This column was prepared by the Institute for Safe Medication Practices (ISMP), an ECRI affiliate.

ISMP has received numerous error reports related to the field for “Comments” or “Prescribers Note” on electronic prescriptions, particularly when used to express a different set of directions than what is included in the “Sig field or to clarify the medication order. In a recent event, a specialty pharmacy reported that a provider ordered Depakote® (divalproex sodium) 500 mg extended-release tablets for a patient. In the Sig field, the directions read, “Take 5 Tablet By Mouth As Directed – See Instructions” (Figure 1). The prescriber also included more detailed instructions in the Prescribers Note field at the bottom of the prescription, which stated, “Take 1 tab by mouth every morning and 1 tab every evening and 3 tabs at bedtime.” Because the more specific instructions were included in the Prescribers Note field and not the Sig field, the pharmacy computer system did not automatically populate them and instead required manual entry. During the transcription process, the data entry technician missed part of the directions. The verification pharmacist did not catch the transcription error, and the prescription was dispensed with incorrect directions. The error was discovered at the first refill when the pharmacist double-checked the prescription directions against the original prescription. Thankfully, the patient was taking the medication correctly, as they had been on this regimen for quite some time.

ISMP Safety Briefs

Figure 1. A prescriber included instructions in the e-prescription’s Sig field (horizontal red arrow) and a more specific set of instructions in the Prescribers Note field (downward pointing red arrow).

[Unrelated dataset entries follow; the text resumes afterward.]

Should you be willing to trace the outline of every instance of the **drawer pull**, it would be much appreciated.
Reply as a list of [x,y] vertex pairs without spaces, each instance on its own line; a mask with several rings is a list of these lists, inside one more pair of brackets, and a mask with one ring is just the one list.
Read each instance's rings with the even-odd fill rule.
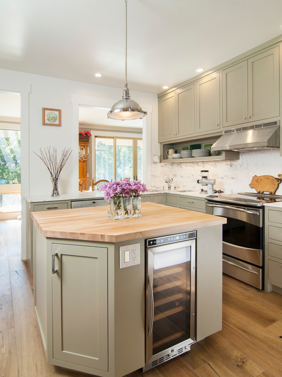
[[233,263],[233,262],[230,262],[229,260],[223,260],[224,263],[227,263],[228,265],[231,265],[231,266],[233,266],[234,267],[237,267],[237,268],[240,269],[240,270],[244,270],[244,271],[247,271],[247,272],[250,272],[251,274],[256,274],[256,275],[258,275],[258,272],[257,272],[256,271],[254,271],[253,270],[249,270],[247,268],[245,268],[245,267],[242,267],[241,266],[238,266],[238,265],[236,265],[235,263]]
[[57,253],[54,253],[52,255],[52,273],[53,275],[58,272],[57,270],[55,269],[55,257],[58,255]]

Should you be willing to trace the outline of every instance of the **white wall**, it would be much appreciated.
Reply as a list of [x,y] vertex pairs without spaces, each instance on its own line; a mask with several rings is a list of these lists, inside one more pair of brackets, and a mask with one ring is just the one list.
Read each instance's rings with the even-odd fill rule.
[[[30,219],[25,210],[24,197],[51,196],[50,174],[34,152],[49,146],[73,152],[64,168],[59,182],[61,194],[77,192],[78,177],[78,104],[110,107],[123,95],[122,88],[112,88],[51,77],[0,69],[0,90],[21,92],[22,142],[22,257],[26,259],[29,249]],[[150,153],[151,128],[157,130],[157,98],[156,95],[131,92],[131,97],[148,111],[146,129]],[[84,101],[79,101],[81,99]],[[61,109],[62,126],[42,125],[42,108]],[[150,184],[150,159],[146,163]]]
[[[62,194],[76,192],[78,176],[78,126],[73,121],[72,97],[98,98],[102,102],[105,99],[107,105],[108,103],[112,104],[121,99],[122,88],[0,69],[0,90],[2,80],[31,84],[28,129],[22,128],[23,133],[29,133],[29,145],[27,143],[25,145],[25,153],[28,155],[29,166],[24,164],[22,167],[23,175],[28,172],[29,167],[29,188],[25,195],[51,195],[50,174],[43,163],[33,153],[38,153],[41,147],[49,146],[56,147],[60,156],[64,147],[71,147],[73,150],[61,174],[59,190]],[[131,91],[131,96],[145,110],[149,110],[148,116],[151,118],[152,126],[157,128],[156,95]],[[62,127],[42,125],[43,107],[62,109]]]

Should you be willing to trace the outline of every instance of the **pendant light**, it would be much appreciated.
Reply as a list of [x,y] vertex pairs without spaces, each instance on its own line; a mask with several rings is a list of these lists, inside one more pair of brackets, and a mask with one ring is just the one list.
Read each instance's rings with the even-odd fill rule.
[[114,103],[107,116],[112,119],[121,120],[140,119],[147,115],[147,111],[135,101],[131,100],[127,84],[127,0],[125,2],[126,43],[125,43],[125,81],[123,99]]

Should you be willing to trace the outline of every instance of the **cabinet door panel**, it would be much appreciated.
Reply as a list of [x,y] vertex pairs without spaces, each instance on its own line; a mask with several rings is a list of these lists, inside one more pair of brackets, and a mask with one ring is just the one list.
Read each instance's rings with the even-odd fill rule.
[[196,83],[197,133],[220,129],[219,73]]
[[175,137],[175,93],[170,93],[159,99],[159,141]]
[[195,85],[176,91],[177,137],[195,133]]
[[247,60],[223,71],[223,126],[248,122]]
[[279,116],[279,47],[249,59],[249,121]]
[[107,249],[54,243],[52,253],[53,357],[107,371]]

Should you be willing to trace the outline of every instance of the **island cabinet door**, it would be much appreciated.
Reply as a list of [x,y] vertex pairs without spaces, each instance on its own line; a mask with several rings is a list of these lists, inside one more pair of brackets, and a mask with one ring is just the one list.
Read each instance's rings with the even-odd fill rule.
[[52,250],[53,359],[108,371],[108,249]]

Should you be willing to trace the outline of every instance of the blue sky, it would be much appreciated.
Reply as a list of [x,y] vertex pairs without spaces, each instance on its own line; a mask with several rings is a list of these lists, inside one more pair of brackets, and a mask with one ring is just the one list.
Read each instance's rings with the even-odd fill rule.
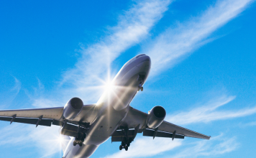
[[[137,54],[151,72],[131,106],[211,136],[108,140],[91,157],[254,157],[252,0],[0,2],[1,109],[96,103],[102,80]],[[110,74],[110,75],[109,75]],[[0,122],[1,157],[61,157],[58,127]]]

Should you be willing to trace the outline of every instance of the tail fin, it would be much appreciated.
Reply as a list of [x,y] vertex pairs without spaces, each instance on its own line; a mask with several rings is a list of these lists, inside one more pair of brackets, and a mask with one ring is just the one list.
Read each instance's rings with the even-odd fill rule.
[[65,152],[65,149],[67,148],[68,142],[70,141],[70,138],[68,136],[65,136],[60,134],[61,137],[61,148],[63,149],[63,153]]

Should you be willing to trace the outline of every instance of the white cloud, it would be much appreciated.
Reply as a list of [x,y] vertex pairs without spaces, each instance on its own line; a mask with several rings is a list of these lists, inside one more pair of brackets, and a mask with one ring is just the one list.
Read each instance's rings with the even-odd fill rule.
[[205,105],[193,108],[189,111],[169,115],[166,120],[177,124],[189,124],[199,122],[208,123],[216,120],[224,120],[252,115],[256,113],[256,106],[233,111],[217,110],[235,98],[234,96],[222,96],[214,98]]
[[2,109],[6,108],[12,103],[22,88],[22,83],[15,77],[13,78],[14,79],[14,86],[11,89],[4,91],[0,95],[0,108]]
[[19,148],[37,147],[37,152],[42,157],[50,157],[61,152],[59,139],[60,126],[42,126],[12,123],[0,130],[0,146]]
[[176,29],[169,29],[153,41],[145,52],[152,59],[150,76],[165,70],[207,42],[206,37],[240,14],[253,0],[218,1],[201,17]]
[[[29,98],[33,101],[32,106],[40,108],[61,106],[76,96],[83,98],[84,103],[99,99],[97,94],[99,90],[96,90],[92,86],[102,84],[99,78],[106,75],[111,62],[122,52],[148,35],[149,31],[162,17],[170,3],[169,0],[152,0],[134,4],[120,16],[117,26],[110,28],[110,35],[81,50],[82,57],[74,68],[65,73],[60,86],[50,95],[46,95],[47,99],[39,91],[44,90],[44,86],[38,79],[39,88],[34,88],[35,96],[27,92]],[[1,131],[14,132],[6,132],[3,136],[8,136],[9,140],[15,140],[14,142],[18,145],[35,144],[40,149],[40,154],[43,157],[48,157],[61,151],[60,144],[55,142],[58,127],[17,126],[1,129]],[[20,130],[20,132],[14,131],[17,129],[24,130]],[[6,140],[0,145],[12,145],[12,143]]]
[[171,150],[181,145],[181,141],[170,139],[144,137],[136,139],[131,144],[128,151],[124,149],[106,157],[148,157],[160,154],[164,152]]
[[239,147],[235,137],[225,138],[222,134],[210,141],[202,140],[187,144],[186,148],[173,155],[173,158],[213,157],[231,152]]
[[92,87],[103,84],[102,78],[107,75],[113,60],[148,35],[170,3],[169,0],[142,1],[125,11],[117,26],[110,29],[113,33],[81,50],[82,57],[74,68],[65,73],[60,82],[61,86],[70,88],[65,88],[63,93],[83,93],[87,102],[99,99],[102,92]]

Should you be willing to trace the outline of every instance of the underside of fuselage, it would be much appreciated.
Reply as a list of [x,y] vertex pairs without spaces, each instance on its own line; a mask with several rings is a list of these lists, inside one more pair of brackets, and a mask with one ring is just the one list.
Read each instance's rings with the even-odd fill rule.
[[122,67],[112,80],[113,88],[105,91],[97,102],[98,116],[86,132],[82,147],[73,147],[72,139],[63,157],[88,157],[111,136],[125,118],[129,103],[142,90],[150,65],[147,55],[139,55]]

We have received similar reports from community pharmacists. For example, a community pharmacy received an electronic prescription for the anticonvulsant gabapentin with “1 tablet PO TID” in the Sig field but “i po bid x7 days, then i po tid thereafter” in the notes field.

Using the comment or notes field to correct or modify electronic orders is problematic, as pharmacy staff may miss the information. Or, as in the case above, mistakes may be made when manually transcribing the information during data entry. ISMP recommends that organizations establish an escalation strategy for when staff and prescribers cannot enter the correct information (eg, dose, frequency) into the electronic prescribing system. If two sets of directions are seen on an electronic prescription (ie, in the sig and in the notes), pharmacy staff should seek clarification from the prescriber prior to dispensing. Pharmacists should inform and educate prescribers when potential or actual errors are encountered as a result of using the comments or notes field.